The parts about Yuki are interspersed with shorter parts about Jay, her son, whom she abandoned when he was a toddler. He has a tempestuous marriage, a child he's not sure he loves, and a bald therapy cat. He doesn't know why his mom abandoned him, and when his father dies, he flies overseas to find her.

The descriptions of the art and their lives are beautiful. Linguistically, this book is stunning. The book is basically a painting. The plot's fairly interesting/unpredictible, too, even though you know, obviously, whom Yuki will marry, and that she abandons her child.

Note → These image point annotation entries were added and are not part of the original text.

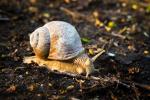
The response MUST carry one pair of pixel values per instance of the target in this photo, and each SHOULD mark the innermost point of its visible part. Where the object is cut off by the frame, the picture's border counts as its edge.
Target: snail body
(57, 46)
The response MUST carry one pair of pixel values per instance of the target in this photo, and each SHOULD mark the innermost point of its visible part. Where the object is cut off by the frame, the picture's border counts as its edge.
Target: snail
(57, 46)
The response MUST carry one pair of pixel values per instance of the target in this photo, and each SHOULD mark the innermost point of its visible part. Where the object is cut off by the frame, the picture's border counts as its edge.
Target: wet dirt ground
(120, 27)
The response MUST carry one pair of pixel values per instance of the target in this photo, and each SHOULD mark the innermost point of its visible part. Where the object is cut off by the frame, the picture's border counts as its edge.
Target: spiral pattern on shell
(56, 40)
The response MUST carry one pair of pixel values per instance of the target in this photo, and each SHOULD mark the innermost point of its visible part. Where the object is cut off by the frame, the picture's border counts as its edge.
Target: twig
(118, 35)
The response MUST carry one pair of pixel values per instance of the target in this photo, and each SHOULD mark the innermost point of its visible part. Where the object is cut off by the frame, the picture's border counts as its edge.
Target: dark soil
(121, 27)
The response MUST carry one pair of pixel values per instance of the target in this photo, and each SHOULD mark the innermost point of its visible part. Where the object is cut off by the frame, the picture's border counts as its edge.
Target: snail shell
(56, 40)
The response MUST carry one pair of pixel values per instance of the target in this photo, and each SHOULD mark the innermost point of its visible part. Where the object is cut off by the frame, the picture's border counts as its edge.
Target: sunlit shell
(64, 42)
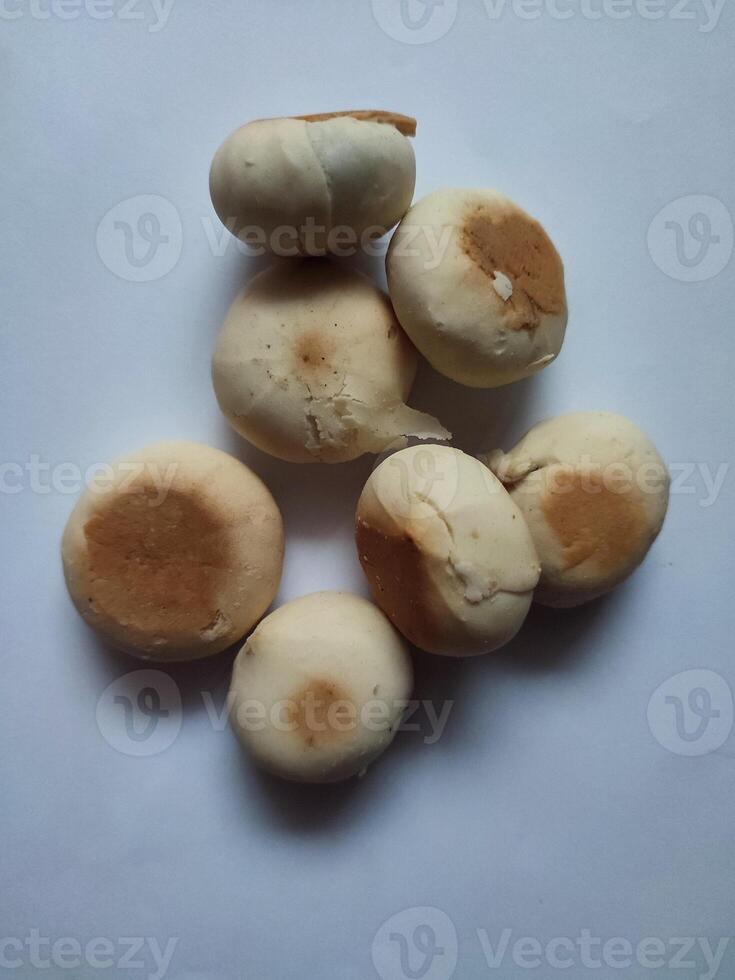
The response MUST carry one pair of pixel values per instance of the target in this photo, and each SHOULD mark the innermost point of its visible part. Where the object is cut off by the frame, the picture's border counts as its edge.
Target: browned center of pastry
(595, 521)
(314, 353)
(513, 244)
(157, 564)
(322, 713)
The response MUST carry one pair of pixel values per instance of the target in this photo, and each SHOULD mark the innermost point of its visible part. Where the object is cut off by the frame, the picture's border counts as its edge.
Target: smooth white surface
(547, 806)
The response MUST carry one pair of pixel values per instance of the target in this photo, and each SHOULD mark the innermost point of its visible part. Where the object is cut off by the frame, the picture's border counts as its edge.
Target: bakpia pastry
(312, 366)
(594, 491)
(175, 552)
(478, 286)
(445, 550)
(320, 687)
(311, 185)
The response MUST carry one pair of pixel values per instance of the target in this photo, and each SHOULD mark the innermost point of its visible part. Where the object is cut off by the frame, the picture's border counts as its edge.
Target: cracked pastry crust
(594, 492)
(177, 555)
(311, 366)
(311, 185)
(478, 286)
(447, 554)
(330, 678)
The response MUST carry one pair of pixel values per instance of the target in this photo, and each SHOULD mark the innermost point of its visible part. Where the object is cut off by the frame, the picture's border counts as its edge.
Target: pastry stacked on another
(179, 554)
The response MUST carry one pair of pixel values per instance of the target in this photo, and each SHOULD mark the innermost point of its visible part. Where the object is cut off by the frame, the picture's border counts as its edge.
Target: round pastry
(446, 552)
(309, 185)
(594, 492)
(312, 366)
(478, 286)
(174, 552)
(320, 687)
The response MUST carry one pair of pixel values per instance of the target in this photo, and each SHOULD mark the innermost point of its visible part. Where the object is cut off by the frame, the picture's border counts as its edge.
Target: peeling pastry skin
(478, 286)
(299, 180)
(174, 553)
(594, 492)
(447, 554)
(320, 687)
(312, 366)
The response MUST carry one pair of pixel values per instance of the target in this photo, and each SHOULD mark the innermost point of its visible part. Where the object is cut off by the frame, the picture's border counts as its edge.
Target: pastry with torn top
(478, 286)
(312, 366)
(311, 185)
(174, 553)
(594, 492)
(319, 689)
(445, 550)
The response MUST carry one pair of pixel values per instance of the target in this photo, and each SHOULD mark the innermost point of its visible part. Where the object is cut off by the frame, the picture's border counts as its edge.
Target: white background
(549, 805)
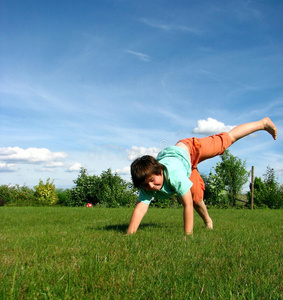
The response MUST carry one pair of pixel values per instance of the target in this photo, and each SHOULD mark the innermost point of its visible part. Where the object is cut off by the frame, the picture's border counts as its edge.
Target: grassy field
(83, 253)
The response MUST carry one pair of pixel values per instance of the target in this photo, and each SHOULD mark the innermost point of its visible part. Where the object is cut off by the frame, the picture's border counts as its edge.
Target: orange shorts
(200, 150)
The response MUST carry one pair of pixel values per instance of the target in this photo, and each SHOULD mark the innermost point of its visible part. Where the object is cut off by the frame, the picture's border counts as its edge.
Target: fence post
(252, 188)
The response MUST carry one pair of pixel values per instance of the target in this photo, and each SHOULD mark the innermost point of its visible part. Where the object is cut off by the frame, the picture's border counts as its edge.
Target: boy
(175, 171)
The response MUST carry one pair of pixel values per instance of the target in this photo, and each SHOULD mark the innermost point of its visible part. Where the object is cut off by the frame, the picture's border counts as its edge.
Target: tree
(108, 189)
(229, 177)
(45, 193)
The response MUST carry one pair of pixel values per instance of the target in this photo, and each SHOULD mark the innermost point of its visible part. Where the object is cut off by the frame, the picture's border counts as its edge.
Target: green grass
(81, 253)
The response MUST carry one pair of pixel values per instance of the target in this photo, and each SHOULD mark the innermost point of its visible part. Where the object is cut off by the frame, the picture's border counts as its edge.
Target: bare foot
(209, 225)
(270, 127)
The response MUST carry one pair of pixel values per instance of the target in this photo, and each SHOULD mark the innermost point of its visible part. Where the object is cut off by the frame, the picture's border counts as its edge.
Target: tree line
(223, 189)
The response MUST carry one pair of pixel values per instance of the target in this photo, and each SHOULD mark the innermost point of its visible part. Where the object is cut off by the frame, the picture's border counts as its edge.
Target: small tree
(107, 189)
(233, 173)
(226, 182)
(46, 193)
(268, 192)
(215, 192)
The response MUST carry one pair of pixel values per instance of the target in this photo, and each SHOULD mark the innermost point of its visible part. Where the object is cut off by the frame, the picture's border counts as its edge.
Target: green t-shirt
(176, 175)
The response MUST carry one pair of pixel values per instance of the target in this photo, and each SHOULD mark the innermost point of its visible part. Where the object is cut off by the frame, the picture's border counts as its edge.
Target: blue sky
(96, 83)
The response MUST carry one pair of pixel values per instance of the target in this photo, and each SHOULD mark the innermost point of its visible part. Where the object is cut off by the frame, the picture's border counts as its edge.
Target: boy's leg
(245, 129)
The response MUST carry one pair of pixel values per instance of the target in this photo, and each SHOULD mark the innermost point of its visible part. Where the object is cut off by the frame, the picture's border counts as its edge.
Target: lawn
(83, 253)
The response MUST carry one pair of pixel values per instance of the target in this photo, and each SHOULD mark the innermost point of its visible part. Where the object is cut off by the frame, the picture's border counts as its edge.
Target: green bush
(267, 192)
(108, 190)
(46, 193)
(63, 196)
(17, 196)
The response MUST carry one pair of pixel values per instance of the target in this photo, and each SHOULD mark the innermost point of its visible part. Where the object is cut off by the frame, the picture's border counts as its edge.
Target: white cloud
(75, 167)
(4, 167)
(136, 152)
(54, 164)
(211, 126)
(139, 55)
(123, 171)
(29, 155)
(169, 27)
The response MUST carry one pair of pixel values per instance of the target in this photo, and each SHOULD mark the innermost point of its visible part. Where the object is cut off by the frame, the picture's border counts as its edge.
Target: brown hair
(143, 167)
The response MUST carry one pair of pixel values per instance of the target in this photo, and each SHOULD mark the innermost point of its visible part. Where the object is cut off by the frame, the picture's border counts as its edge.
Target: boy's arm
(138, 214)
(187, 202)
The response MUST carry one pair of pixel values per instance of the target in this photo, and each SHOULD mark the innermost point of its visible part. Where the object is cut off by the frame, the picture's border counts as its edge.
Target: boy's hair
(143, 167)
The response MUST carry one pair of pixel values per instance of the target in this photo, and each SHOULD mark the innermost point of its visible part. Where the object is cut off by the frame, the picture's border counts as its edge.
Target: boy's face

I just wished I liked the characters more. Yuki is so miserable/bland all the time that she's not much of a delight to hang out with. Jay is a bit of an ass-hat. He thinks his pregnant wife is gross and cheats on her. He doesn't like his own kid, but can't figure out why his own mom abandoned him. (Maybe they genetically just don't like kids?) Almost every one of the characters is mean or fractured somehow. The ONLY nice character (Yuki's eventual husband) winds up getting shafted by all of the cruddy people around him.

That said, if you yearn for something that excels at description, this is for you. It's great inspiration for an aspiring writer who might not know how to make some of those details click yet.